"Ah, you have a scratch I see!" said the older man; but he spoke in so strange a voice, that Bruce looked up from his own torn coat and slightly bleeding arm to see what ailed his companion.
"What's up, Uncle Ben?" he said. "Are you feeling bad? Why, you're never hit, are you?"
"Just a bit," gasped the old fellow—"here in the side. The blade of the thing's in me now. O Lord, the pain of it. I'll lie down awhile, that may make me better."
"O Uncle Ben, I'm so sorry. What can I do? Is it very bad?" cried poor Bruce weakly. He felt utterly helpless and frightened.
"I may be all right presently," said Uncle Ben. "Just give me a hand while I lie down. Oh! so, that's it; now I shall soon be better." And as though to prove how much better he felt for the change of position, the wounded man then and there fainted away.
Then Bruce, in his utter helplessness and misery, began to think how vain a thing is self-confidence and the pride of mere animal courage in an inexperienced lad of fifteen years. He had been ready and anxious to undertake the dangerous enterprise all by himself. What if he had been allowed to do so?
Well, he would probably have fallen into the hands of the enemy within half-an-hour of the start; if he had escaped the first danger, he would, maybe, have died of terror when within a stone's throw of the roaring lion. Again, he might have lost his way when, in the darkness, he missed the track; and now again, but for Uncle Ben's experience and alertness, he would assuredly have been caught and murdered by the Matabeles.
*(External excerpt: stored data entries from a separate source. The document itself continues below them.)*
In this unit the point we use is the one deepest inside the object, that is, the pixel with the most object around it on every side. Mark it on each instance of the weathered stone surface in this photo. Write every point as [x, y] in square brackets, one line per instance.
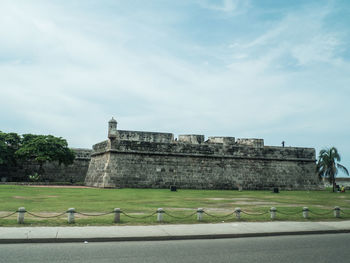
[54, 172]
[156, 160]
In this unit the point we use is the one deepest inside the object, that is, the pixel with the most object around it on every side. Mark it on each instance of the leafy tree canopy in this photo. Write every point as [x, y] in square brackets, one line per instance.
[42, 148]
[31, 147]
[9, 144]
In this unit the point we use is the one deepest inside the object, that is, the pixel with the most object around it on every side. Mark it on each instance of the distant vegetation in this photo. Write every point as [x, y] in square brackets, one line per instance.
[328, 166]
[16, 149]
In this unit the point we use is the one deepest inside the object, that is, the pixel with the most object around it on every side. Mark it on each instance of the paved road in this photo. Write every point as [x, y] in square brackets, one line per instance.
[308, 248]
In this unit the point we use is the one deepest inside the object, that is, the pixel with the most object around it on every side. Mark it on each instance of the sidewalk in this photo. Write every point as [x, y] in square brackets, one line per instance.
[167, 232]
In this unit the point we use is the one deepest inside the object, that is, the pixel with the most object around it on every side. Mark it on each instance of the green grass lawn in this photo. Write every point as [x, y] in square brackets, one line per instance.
[46, 201]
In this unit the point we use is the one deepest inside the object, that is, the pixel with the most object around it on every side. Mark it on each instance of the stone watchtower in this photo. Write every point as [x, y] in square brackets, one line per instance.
[112, 129]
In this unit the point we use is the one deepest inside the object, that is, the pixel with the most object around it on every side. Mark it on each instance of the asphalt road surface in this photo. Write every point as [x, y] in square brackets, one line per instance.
[306, 248]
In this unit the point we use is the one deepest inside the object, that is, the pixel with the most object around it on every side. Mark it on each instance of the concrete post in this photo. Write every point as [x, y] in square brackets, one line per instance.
[200, 212]
[20, 217]
[71, 212]
[273, 211]
[337, 211]
[238, 212]
[160, 212]
[306, 212]
[117, 215]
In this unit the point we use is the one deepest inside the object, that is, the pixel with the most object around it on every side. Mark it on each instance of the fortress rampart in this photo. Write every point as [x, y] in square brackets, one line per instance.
[157, 160]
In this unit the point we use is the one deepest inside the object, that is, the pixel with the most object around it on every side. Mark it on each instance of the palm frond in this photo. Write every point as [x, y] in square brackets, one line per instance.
[342, 168]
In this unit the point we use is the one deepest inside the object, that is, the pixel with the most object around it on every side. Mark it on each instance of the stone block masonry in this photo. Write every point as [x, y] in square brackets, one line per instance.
[54, 172]
[155, 160]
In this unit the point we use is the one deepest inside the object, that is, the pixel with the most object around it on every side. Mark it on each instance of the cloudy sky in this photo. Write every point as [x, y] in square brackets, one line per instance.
[278, 70]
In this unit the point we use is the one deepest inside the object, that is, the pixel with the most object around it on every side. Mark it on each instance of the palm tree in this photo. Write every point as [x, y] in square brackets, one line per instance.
[328, 166]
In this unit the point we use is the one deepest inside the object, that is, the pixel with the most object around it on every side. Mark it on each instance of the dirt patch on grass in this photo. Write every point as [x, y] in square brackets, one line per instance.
[236, 199]
[61, 186]
[19, 197]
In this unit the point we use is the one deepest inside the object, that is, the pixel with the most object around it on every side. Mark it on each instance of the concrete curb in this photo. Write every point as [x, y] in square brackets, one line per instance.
[165, 238]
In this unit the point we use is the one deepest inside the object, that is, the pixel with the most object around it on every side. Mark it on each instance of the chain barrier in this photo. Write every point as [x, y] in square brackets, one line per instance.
[219, 217]
[289, 214]
[255, 214]
[138, 217]
[320, 214]
[35, 215]
[102, 214]
[8, 215]
[177, 217]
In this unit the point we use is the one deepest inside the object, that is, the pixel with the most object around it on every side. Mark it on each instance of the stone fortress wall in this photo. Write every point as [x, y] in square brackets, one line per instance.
[157, 160]
[75, 172]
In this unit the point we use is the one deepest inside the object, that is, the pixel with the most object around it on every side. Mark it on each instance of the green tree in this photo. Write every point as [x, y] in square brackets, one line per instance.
[9, 144]
[328, 166]
[45, 148]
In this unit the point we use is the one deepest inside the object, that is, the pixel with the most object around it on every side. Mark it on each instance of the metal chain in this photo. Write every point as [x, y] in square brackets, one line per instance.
[8, 215]
[219, 216]
[103, 214]
[255, 214]
[138, 217]
[342, 211]
[322, 214]
[45, 216]
[288, 214]
[177, 217]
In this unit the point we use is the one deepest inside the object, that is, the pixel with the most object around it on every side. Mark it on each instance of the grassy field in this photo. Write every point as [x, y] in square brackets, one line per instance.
[48, 201]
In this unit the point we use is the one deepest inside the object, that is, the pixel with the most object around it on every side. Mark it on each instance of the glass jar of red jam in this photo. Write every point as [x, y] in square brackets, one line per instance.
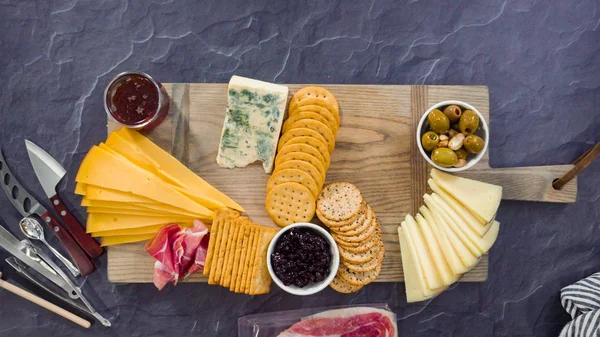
[136, 100]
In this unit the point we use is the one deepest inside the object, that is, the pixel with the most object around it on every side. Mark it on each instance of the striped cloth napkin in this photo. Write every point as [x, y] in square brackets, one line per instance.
[582, 301]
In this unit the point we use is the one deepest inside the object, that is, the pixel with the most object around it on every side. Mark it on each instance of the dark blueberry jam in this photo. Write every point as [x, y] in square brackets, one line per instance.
[301, 256]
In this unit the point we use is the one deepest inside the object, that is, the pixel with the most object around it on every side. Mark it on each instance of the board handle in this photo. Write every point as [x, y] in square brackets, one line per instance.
[528, 183]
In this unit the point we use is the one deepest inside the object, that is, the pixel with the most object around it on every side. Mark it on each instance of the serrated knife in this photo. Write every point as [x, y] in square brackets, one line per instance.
[27, 205]
[49, 172]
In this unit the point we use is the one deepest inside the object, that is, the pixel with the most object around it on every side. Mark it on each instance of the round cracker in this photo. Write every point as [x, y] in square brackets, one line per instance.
[316, 96]
[363, 236]
[290, 202]
[360, 257]
[363, 247]
[314, 142]
[306, 149]
[293, 175]
[340, 201]
[369, 265]
[299, 132]
[334, 224]
[358, 278]
[341, 286]
[321, 128]
[302, 166]
[302, 156]
[296, 116]
[333, 123]
[359, 225]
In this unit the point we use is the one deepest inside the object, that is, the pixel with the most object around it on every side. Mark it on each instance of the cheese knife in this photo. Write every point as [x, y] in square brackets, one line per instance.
[27, 205]
[20, 251]
[49, 172]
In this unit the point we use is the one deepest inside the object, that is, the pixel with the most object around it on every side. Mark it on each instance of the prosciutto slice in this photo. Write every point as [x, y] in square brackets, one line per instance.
[179, 252]
[350, 322]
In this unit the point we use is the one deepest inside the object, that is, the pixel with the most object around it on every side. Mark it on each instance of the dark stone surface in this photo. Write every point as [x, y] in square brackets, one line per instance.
[539, 59]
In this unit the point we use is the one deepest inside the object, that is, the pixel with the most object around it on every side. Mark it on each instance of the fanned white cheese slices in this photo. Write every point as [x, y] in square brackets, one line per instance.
[482, 199]
[448, 238]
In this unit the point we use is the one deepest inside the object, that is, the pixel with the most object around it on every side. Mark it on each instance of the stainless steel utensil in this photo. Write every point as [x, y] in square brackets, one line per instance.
[34, 230]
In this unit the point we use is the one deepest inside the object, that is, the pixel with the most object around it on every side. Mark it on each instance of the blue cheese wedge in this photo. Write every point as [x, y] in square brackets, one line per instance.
[253, 122]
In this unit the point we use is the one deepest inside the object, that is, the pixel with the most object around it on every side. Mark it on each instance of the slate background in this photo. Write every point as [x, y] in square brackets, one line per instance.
[540, 60]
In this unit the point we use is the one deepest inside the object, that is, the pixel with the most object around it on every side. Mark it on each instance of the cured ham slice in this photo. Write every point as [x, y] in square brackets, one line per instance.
[179, 252]
[350, 322]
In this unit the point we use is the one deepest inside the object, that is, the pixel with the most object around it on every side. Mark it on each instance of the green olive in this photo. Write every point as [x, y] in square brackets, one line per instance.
[438, 122]
[430, 140]
[473, 144]
[461, 153]
[445, 157]
[468, 123]
[453, 112]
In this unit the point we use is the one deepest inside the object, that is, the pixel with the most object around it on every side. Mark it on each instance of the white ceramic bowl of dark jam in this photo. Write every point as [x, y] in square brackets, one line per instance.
[136, 100]
[303, 259]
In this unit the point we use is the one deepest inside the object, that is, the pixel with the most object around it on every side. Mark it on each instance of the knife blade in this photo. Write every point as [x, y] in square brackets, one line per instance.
[27, 205]
[49, 173]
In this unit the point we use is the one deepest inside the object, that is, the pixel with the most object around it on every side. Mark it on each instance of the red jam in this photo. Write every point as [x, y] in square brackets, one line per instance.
[135, 100]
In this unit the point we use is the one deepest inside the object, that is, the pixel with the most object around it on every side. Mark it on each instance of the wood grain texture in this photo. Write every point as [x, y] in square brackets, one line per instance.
[375, 149]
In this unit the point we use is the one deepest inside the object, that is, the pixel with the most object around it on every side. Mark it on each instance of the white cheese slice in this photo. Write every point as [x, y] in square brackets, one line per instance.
[450, 254]
[425, 259]
[464, 213]
[480, 198]
[482, 244]
[465, 255]
[416, 287]
[443, 269]
[456, 224]
[253, 120]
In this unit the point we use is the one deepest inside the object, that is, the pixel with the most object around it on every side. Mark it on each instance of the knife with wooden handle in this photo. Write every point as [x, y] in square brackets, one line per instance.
[27, 205]
[49, 172]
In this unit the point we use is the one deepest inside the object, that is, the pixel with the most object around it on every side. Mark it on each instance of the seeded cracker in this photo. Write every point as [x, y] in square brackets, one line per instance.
[368, 221]
[293, 175]
[280, 198]
[340, 201]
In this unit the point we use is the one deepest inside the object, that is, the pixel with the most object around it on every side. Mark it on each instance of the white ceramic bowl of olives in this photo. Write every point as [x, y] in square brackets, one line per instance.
[452, 136]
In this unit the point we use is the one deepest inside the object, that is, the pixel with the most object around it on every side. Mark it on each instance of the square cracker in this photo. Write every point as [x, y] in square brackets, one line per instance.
[241, 286]
[220, 223]
[214, 234]
[230, 250]
[227, 227]
[260, 282]
[241, 241]
[251, 256]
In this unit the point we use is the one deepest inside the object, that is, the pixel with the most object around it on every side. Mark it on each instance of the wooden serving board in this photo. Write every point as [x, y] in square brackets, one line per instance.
[376, 150]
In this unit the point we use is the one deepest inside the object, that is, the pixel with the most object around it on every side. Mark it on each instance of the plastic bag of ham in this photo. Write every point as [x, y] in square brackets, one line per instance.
[347, 321]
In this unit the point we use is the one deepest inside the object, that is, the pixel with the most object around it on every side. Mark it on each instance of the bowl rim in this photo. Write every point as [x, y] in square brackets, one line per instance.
[335, 261]
[483, 124]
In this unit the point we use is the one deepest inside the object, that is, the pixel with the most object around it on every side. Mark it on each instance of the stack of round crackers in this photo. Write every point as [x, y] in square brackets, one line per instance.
[303, 156]
[354, 226]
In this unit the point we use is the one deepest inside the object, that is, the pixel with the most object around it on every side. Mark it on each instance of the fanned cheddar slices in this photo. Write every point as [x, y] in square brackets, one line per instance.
[132, 188]
[447, 239]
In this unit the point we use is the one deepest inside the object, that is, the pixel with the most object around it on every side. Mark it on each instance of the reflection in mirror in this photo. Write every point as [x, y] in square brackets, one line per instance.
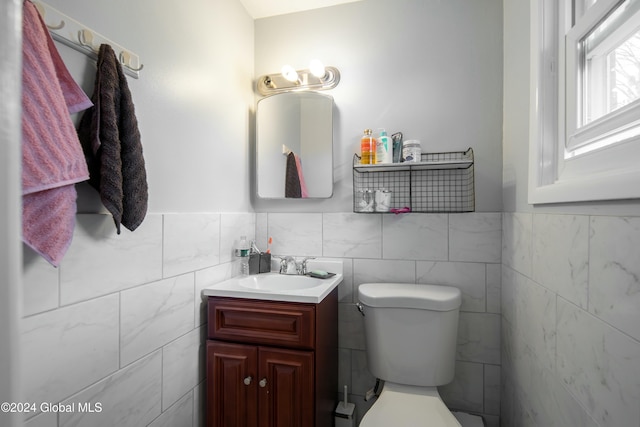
[294, 146]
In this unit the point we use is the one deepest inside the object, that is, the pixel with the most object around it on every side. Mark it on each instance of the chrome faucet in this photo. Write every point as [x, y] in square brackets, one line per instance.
[289, 265]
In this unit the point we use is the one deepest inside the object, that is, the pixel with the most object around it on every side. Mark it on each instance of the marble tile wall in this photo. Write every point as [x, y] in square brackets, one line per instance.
[120, 322]
[571, 316]
[462, 250]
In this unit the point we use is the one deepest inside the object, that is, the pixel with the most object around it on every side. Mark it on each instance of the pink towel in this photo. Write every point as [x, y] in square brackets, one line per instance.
[52, 158]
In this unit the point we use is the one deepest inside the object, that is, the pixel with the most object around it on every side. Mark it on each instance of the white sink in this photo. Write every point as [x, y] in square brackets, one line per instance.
[279, 282]
[280, 287]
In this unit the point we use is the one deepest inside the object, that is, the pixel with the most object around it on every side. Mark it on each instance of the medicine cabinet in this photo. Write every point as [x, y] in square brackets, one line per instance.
[298, 122]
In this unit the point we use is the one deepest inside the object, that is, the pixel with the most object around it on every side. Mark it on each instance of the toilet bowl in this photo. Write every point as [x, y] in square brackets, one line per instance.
[409, 406]
[411, 334]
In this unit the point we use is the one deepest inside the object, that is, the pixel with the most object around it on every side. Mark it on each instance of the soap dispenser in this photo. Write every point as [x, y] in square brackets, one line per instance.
[384, 153]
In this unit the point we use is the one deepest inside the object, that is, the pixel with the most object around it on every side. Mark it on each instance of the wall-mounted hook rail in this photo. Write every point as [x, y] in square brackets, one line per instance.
[77, 36]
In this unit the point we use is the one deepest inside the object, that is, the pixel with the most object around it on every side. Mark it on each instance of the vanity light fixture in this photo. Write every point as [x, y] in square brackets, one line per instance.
[316, 77]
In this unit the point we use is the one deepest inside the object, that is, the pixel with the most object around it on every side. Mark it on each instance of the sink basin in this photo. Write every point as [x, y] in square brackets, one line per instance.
[280, 287]
[279, 282]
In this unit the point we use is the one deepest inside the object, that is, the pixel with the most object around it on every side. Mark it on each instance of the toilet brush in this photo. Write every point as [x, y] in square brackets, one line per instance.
[345, 415]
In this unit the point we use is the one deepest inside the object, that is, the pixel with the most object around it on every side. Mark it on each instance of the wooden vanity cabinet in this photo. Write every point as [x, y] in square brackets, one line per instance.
[271, 363]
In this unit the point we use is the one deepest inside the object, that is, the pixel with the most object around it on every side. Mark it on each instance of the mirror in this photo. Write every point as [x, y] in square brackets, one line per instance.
[301, 123]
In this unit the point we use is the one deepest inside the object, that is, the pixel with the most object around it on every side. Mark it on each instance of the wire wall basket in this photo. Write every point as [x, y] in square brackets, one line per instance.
[440, 182]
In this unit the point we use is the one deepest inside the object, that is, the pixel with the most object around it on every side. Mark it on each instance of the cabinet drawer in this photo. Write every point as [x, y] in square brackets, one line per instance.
[262, 322]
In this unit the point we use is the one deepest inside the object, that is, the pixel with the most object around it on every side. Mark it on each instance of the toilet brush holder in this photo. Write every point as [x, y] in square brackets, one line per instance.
[345, 414]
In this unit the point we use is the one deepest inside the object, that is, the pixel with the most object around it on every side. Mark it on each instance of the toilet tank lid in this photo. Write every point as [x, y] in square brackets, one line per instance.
[405, 295]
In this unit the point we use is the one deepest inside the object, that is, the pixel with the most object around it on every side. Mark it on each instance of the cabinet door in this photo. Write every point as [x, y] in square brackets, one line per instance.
[286, 397]
[231, 385]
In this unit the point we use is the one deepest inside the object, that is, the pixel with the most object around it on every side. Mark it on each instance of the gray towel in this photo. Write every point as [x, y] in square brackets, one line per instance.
[292, 187]
[111, 141]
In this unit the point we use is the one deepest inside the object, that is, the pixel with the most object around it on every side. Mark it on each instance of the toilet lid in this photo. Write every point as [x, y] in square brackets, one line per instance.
[396, 408]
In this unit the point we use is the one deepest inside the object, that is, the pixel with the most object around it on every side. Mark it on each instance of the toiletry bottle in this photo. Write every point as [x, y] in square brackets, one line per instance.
[368, 148]
[397, 147]
[383, 148]
[243, 250]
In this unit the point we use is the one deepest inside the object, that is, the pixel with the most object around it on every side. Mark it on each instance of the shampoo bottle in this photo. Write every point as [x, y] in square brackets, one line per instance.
[368, 148]
[242, 250]
[384, 148]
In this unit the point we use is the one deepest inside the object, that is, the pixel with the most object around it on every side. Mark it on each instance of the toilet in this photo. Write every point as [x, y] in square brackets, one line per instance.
[411, 334]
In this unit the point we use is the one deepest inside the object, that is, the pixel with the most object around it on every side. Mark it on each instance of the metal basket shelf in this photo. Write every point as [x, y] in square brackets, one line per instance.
[440, 182]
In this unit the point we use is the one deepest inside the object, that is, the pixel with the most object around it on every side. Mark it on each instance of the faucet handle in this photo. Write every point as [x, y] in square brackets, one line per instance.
[303, 265]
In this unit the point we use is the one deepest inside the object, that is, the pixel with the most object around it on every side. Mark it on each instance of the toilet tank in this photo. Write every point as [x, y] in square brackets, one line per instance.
[411, 331]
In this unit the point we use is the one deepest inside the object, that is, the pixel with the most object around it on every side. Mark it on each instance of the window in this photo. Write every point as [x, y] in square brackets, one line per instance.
[585, 115]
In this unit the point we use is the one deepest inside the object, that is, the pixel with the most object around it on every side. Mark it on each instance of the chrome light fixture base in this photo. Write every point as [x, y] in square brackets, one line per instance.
[276, 83]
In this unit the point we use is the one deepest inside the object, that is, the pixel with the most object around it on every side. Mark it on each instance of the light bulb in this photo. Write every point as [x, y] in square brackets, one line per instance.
[289, 73]
[317, 68]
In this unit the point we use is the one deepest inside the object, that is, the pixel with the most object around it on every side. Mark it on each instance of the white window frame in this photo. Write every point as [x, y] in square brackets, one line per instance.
[608, 173]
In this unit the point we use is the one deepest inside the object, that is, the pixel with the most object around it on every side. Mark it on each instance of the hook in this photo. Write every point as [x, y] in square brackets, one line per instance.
[85, 37]
[125, 59]
[57, 27]
[42, 13]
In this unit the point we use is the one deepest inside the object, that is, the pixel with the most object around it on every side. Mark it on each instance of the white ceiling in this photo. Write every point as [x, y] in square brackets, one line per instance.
[264, 8]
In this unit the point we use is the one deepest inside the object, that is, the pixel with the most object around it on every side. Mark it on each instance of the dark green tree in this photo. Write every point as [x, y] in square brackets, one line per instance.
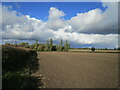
[93, 49]
[61, 45]
[47, 46]
[36, 45]
[51, 44]
[66, 46]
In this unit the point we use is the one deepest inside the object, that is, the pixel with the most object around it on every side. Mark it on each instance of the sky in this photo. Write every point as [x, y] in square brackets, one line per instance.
[83, 24]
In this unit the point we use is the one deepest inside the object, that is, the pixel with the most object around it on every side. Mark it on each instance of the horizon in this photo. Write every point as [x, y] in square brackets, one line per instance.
[83, 24]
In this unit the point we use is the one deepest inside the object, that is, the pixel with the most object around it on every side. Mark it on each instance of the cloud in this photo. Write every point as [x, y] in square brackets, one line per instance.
[95, 27]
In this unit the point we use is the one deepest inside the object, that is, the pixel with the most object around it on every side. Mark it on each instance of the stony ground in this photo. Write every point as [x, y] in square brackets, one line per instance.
[79, 70]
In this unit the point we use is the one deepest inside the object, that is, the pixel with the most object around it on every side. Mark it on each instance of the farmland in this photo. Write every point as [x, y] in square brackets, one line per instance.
[79, 70]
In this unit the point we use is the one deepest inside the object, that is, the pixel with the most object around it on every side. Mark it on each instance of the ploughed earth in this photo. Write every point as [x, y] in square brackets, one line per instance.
[79, 70]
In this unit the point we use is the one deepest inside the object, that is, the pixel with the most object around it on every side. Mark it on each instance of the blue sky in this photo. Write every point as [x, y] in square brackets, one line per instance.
[83, 24]
[40, 10]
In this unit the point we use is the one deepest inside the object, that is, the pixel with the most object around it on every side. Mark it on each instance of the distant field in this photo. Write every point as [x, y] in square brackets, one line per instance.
[87, 50]
[79, 70]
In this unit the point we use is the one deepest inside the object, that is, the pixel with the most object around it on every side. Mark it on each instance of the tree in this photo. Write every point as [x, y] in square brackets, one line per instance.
[66, 46]
[61, 45]
[51, 44]
[93, 49]
[47, 46]
[36, 45]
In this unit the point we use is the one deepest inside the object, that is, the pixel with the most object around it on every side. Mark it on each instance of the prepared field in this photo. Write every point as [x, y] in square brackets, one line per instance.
[79, 70]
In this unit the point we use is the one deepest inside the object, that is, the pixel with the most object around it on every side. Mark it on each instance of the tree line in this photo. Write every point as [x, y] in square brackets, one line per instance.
[48, 46]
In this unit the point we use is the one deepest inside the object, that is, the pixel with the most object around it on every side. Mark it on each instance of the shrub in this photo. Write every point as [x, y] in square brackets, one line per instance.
[17, 66]
[93, 49]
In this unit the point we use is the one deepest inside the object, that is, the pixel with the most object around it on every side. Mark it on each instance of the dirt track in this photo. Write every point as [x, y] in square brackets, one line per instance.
[79, 70]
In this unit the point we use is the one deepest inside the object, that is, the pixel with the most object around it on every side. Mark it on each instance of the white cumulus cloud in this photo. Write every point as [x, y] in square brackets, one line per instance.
[94, 27]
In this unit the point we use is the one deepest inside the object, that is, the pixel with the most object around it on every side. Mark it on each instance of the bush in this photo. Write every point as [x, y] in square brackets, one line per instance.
[17, 66]
[93, 49]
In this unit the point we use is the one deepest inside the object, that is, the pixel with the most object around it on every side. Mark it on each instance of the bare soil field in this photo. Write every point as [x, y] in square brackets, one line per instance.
[79, 70]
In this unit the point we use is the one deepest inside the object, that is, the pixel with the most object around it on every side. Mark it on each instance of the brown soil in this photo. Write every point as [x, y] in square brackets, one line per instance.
[79, 70]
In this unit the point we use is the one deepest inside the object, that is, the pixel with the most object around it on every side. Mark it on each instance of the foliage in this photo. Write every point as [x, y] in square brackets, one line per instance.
[17, 65]
[51, 44]
[93, 49]
[26, 45]
[66, 46]
[47, 46]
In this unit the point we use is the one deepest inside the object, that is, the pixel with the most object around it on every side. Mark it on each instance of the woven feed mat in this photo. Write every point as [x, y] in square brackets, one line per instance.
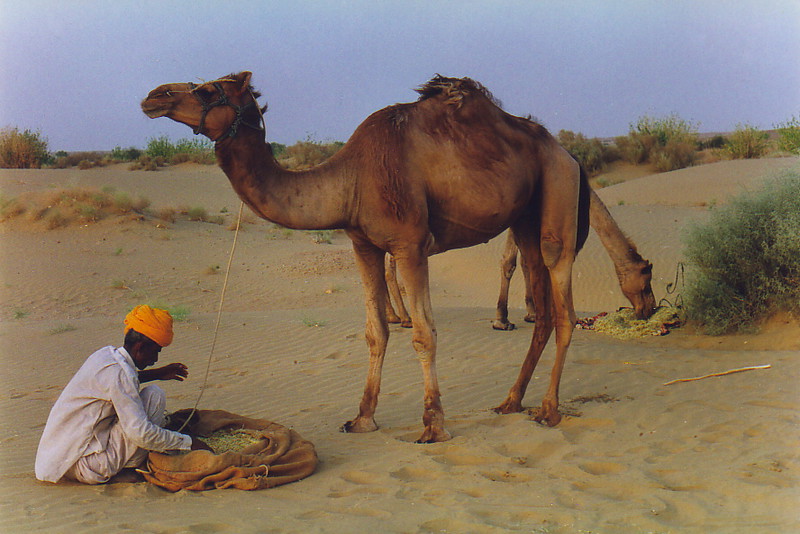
[248, 454]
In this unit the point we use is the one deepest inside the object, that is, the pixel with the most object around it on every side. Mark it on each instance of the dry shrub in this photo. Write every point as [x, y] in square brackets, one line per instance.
[669, 143]
[590, 153]
[308, 153]
[746, 258]
[747, 142]
[70, 206]
[674, 155]
[22, 150]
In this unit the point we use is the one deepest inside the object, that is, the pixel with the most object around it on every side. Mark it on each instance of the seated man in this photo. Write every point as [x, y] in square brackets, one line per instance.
[101, 422]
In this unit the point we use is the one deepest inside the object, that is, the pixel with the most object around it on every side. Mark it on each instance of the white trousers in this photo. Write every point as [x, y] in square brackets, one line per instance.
[99, 467]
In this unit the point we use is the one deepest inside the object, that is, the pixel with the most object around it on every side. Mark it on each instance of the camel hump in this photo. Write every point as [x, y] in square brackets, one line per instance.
[454, 90]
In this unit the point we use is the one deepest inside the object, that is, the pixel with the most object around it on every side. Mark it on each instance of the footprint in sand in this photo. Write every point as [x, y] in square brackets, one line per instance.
[502, 475]
[414, 474]
[602, 468]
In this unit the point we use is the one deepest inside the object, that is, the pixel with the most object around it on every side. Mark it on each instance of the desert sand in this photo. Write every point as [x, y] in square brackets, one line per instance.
[632, 455]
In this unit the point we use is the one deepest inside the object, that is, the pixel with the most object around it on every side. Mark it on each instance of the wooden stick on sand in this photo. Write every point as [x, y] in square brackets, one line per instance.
[755, 367]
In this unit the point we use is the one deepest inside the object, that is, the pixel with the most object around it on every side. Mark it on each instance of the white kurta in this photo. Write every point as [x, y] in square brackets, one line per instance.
[103, 393]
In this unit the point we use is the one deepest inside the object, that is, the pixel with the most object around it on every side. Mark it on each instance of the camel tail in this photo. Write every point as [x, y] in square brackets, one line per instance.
[584, 196]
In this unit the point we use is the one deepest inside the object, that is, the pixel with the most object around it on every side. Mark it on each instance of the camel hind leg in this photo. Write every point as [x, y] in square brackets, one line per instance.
[370, 261]
[548, 248]
[508, 264]
[413, 266]
[401, 316]
[527, 240]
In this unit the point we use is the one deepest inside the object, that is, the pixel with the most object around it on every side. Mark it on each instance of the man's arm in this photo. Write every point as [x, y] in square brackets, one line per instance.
[173, 371]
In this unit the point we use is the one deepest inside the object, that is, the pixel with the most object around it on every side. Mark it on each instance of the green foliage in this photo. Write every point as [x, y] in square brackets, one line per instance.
[308, 153]
[747, 142]
[665, 129]
[125, 154]
[789, 136]
[161, 149]
[590, 153]
[747, 258]
[22, 150]
[669, 142]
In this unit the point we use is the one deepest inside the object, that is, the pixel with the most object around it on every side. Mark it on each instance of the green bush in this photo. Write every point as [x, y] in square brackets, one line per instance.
[161, 149]
[669, 142]
[308, 153]
[747, 142]
[125, 154]
[22, 150]
[746, 258]
[590, 153]
[789, 136]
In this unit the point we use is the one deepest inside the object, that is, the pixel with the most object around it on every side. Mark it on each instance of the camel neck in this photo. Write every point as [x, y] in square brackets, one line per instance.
[315, 199]
[620, 249]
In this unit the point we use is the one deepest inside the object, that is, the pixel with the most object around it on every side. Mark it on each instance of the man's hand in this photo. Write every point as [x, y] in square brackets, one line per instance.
[199, 445]
[173, 371]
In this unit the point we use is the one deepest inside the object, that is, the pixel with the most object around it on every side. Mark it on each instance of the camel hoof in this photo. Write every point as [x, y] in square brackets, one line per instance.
[359, 426]
[509, 406]
[550, 418]
[431, 435]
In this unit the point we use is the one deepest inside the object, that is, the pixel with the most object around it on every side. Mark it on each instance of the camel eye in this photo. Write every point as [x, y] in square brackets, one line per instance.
[205, 93]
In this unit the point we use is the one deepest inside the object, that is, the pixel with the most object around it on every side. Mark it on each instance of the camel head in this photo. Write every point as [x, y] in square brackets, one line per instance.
[635, 285]
[215, 109]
Sitting, helpless and miserable, over his unconscious companion, Bruce quickly realised all this, and with the realisation came a flood of tears, the first he had shed for many a day, and wrung from him now, not by fear, but by the sense of helplessness in this crisis.
What ought he to do—what could he do? Leave this poor wounded old man to recover consciousness or to die, or to fall, maybe, into the hands of a third band of rebel niggers, to be mutilated in their barbarous fashion before the breath was out of his body; to leave him lying here, and hasten up to Thomson's farm in order to warn the family? He could find the way from here easily enough. Or should he let the farm people take care of themselves, and attend to the duty which lay to his hand; namely, to keep faithful watch and ward over his wounded companion until day at any rate, when he might settle him comfortably somewhere under cover, and proceed upon his journey?